I’m not so sure it’s so easy. As a licensee, it doesn’t seem controversial that OppCo assumes some of the contractual obligations that SurfaceCo has to MineCo. And under the way assignments work, if OppCo breaches, MineCo is on the hook as the primary obligor. So in a case between MineCo and SurfaceCo derivatively based on OppCo’s alleged breaches, a judgment in favor of SurfaceCo would likely bar liability against OppCo. But whether that result should arise from res judicata, collateral estoppel, or both, is not 100 percent clear. It doesn’t really matter, however, because MineCo didn’t sue OppCo on the contract.
It’s quite a bit more complicated for the torts that MineCo did sue on. There are definitely theories under which SurfaceCo could be liable for OppCo’s torts, such as if SurfaceCo were principal and OppCo an agent who committed the tort within the scope of its agency. But it’s not clear to me that a license—OppCo’s contractual right to use rights that would otherwise be possessed by SurfaceCo—would really create vicarious tort liability like that, given that the license doesn’t seem to have permitted SurfaceCo with rights to exercise control over OppCo.
And this analysis seems especially fraught when it comes to the tortious interference claim, where it would be, to say the least, pretty odd to hold that a contract-breaching party is vicariously liable for a third party’s tortious interference with the contract. Particularly given that it is legally impossible to interfere with a contract to which one is a party.
And even if there is vicarious liability, the “same party” rules aren’t quite so straight as what the court is laying out here. California law on the issue of who is bound to a judgment generally follows the Restatement (Second) of Judgments. Indeed, DKN Holdings cites pretty liberally to that part of the Restatement and its commentary in explaining its rule.
Section 51 of the Restatement sets out rules for when defendants subject to vicarious liability are bound to each other’s judgments.
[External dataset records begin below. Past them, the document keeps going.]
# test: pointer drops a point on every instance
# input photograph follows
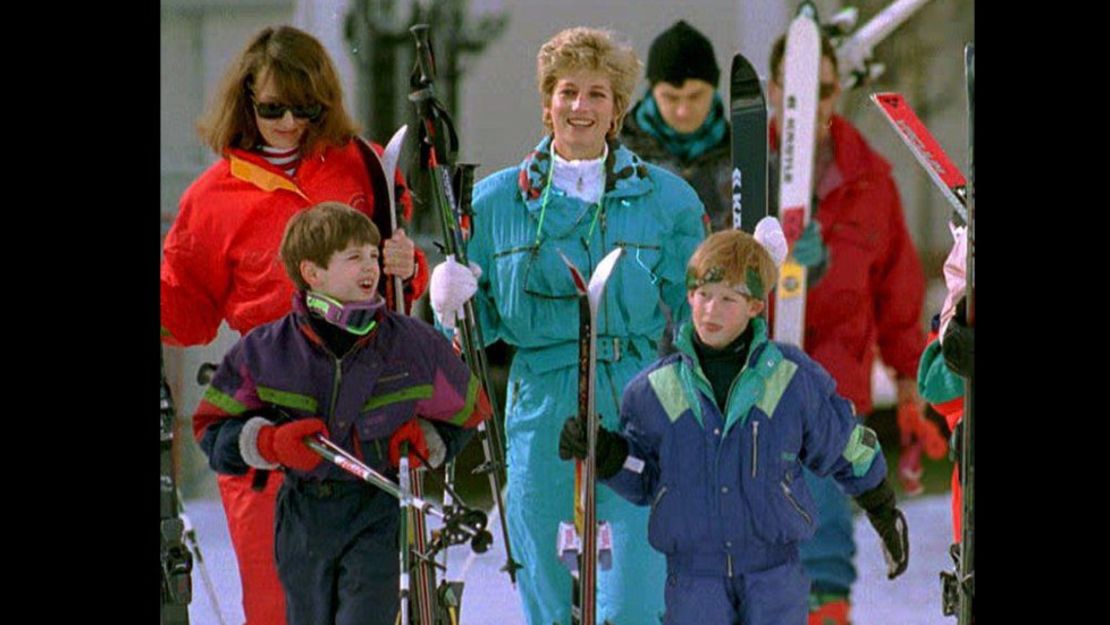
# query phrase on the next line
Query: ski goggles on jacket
(276, 110)
(356, 318)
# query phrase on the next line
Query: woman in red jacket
(286, 143)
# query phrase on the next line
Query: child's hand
(451, 286)
(612, 449)
(424, 442)
(890, 524)
(399, 255)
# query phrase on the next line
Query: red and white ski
(925, 148)
(587, 542)
(801, 69)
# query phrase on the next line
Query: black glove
(612, 449)
(890, 524)
(958, 345)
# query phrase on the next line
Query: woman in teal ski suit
(597, 197)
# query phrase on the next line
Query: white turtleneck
(584, 180)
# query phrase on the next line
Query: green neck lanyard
(547, 190)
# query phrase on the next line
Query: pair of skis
(801, 67)
(450, 194)
(959, 584)
(587, 544)
(749, 198)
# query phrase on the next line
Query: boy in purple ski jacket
(714, 439)
(343, 365)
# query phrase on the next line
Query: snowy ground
(488, 600)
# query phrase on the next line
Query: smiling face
(351, 274)
(828, 96)
(582, 111)
(684, 108)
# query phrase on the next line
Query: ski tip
(888, 99)
(807, 9)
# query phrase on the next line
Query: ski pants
(772, 596)
(336, 553)
(541, 494)
(251, 526)
(827, 556)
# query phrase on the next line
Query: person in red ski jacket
(866, 290)
(285, 143)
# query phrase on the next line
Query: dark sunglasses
(275, 111)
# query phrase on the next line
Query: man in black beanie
(680, 122)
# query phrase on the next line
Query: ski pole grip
(425, 60)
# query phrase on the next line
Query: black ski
(592, 541)
(748, 110)
(177, 561)
(967, 457)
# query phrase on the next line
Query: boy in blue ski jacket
(343, 365)
(714, 439)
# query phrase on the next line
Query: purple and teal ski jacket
(726, 490)
(401, 370)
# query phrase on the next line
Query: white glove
(955, 265)
(452, 285)
(436, 447)
(769, 234)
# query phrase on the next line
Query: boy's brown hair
(735, 258)
(316, 233)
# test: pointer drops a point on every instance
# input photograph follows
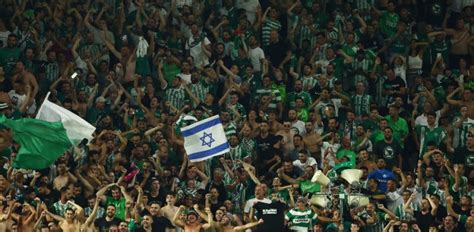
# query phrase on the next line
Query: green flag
(309, 187)
(41, 142)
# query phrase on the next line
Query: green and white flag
(41, 143)
(46, 138)
(76, 128)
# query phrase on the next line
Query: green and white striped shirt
(52, 71)
(248, 145)
(268, 26)
(176, 96)
(309, 82)
(403, 215)
(200, 90)
(379, 223)
(361, 104)
(460, 134)
(275, 93)
(230, 129)
(365, 66)
(301, 221)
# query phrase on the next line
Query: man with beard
(21, 74)
(298, 93)
(116, 199)
(389, 150)
(72, 219)
(174, 94)
(270, 214)
(226, 224)
(192, 222)
(103, 224)
(198, 46)
(382, 175)
(265, 149)
(158, 223)
(64, 177)
(10, 54)
(147, 224)
(296, 124)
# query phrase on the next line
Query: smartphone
(74, 75)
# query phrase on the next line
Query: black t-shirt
(276, 52)
(265, 148)
(273, 215)
(463, 156)
(104, 225)
(424, 221)
(389, 152)
(160, 224)
(50, 198)
(393, 85)
(160, 198)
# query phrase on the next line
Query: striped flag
(205, 139)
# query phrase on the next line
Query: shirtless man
(226, 224)
(312, 141)
(27, 78)
(466, 99)
(146, 224)
(461, 39)
(70, 223)
(169, 210)
(64, 177)
(287, 135)
(192, 223)
(88, 226)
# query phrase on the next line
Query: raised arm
(176, 219)
(248, 225)
(93, 214)
(251, 171)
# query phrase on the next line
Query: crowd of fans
(381, 86)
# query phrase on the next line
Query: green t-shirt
(8, 58)
(119, 207)
(426, 135)
(300, 220)
(400, 126)
(349, 154)
(170, 71)
(388, 24)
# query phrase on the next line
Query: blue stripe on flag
(210, 152)
(196, 129)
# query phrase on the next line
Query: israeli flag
(205, 139)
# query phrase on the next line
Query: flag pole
(41, 107)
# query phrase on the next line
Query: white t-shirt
(422, 120)
(249, 204)
(4, 37)
(185, 77)
(309, 162)
(336, 102)
(250, 7)
(394, 199)
(329, 147)
(299, 125)
(17, 101)
(196, 51)
(255, 55)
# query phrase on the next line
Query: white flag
(77, 128)
(205, 139)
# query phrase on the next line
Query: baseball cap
(302, 199)
(3, 105)
(100, 99)
(192, 212)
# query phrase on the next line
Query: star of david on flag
(205, 139)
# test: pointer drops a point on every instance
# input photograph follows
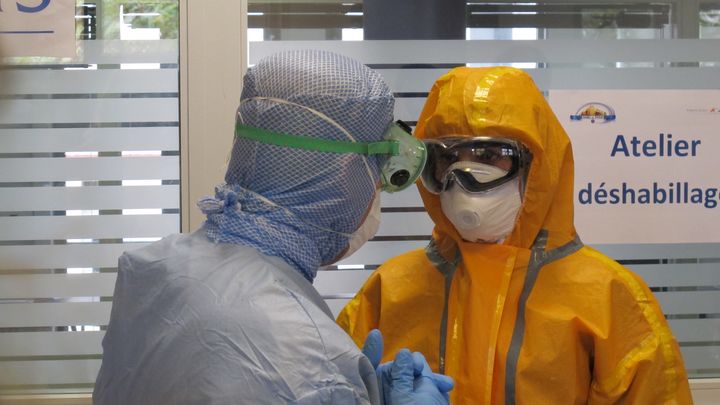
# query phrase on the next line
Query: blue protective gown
(198, 322)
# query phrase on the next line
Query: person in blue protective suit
(228, 314)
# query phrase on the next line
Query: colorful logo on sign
(595, 113)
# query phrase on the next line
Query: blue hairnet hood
(297, 204)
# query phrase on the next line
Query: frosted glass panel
(89, 168)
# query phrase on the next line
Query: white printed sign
(647, 164)
(37, 28)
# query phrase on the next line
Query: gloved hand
(408, 379)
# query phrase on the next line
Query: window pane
(89, 168)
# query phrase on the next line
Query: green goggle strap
(315, 144)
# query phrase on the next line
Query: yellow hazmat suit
(540, 318)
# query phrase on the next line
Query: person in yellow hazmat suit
(506, 299)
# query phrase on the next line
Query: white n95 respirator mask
(486, 217)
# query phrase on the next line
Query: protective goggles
(405, 159)
(476, 164)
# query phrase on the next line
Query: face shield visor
(477, 164)
(402, 156)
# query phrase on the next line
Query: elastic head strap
(315, 144)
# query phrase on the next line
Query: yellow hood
(504, 102)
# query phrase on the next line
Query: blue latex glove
(408, 379)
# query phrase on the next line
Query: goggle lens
(476, 164)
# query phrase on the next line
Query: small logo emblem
(595, 112)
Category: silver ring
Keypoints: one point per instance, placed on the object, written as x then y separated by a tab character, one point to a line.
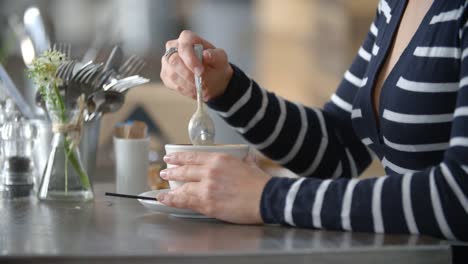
169	53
In particular, when a judgment is rendered against an injured person and in favor of a defendant who is the subject of a vicarious liability setup, the judgment is generally binding as to both, except when “(a) The claim asserted in the second action is based upon grounds that could not have been asserted against the defendant in the first action; or (b) The judgment in the first action was based on a defense that was personal to the defendant in the first action.”
So again, if there’s vicarious liability, based on this rule, a judgment against MineCo in the arbitration might be preclusive on most of the tort claims against OppCo. Note that MineCo likely couldn’t have actually sued OppCo into the arbitration, since it wasn’t a party to the SurfaceCo/MineCo arb agreement. Not sure how that shakes out in the analysis. But in any event, given that a tortious interference claim cannot be brought against a party to the contact, the exception in (a) seems to apply to that claim. Moreover, the court doesn’t do any analysis to see if (b) might apply to the other claims.
For what it’s worth, it seems like mostly you would get the the same result under a collateral estoppel/issue preclusion analysis. MineCo actually litigated and actually lost its tort claims in the arbitration against SurfaceCo. There’s no need to gin up privity, because both-sides mutuality isn’t required for collateral estoppel. This would seemingly dispose of all of the tort claims except the interference claim. That one would depend on what issues were actually litigated in the arbitration. If there’s some overlap in elements that MineCo couldn’t prove, that claim too would be barred.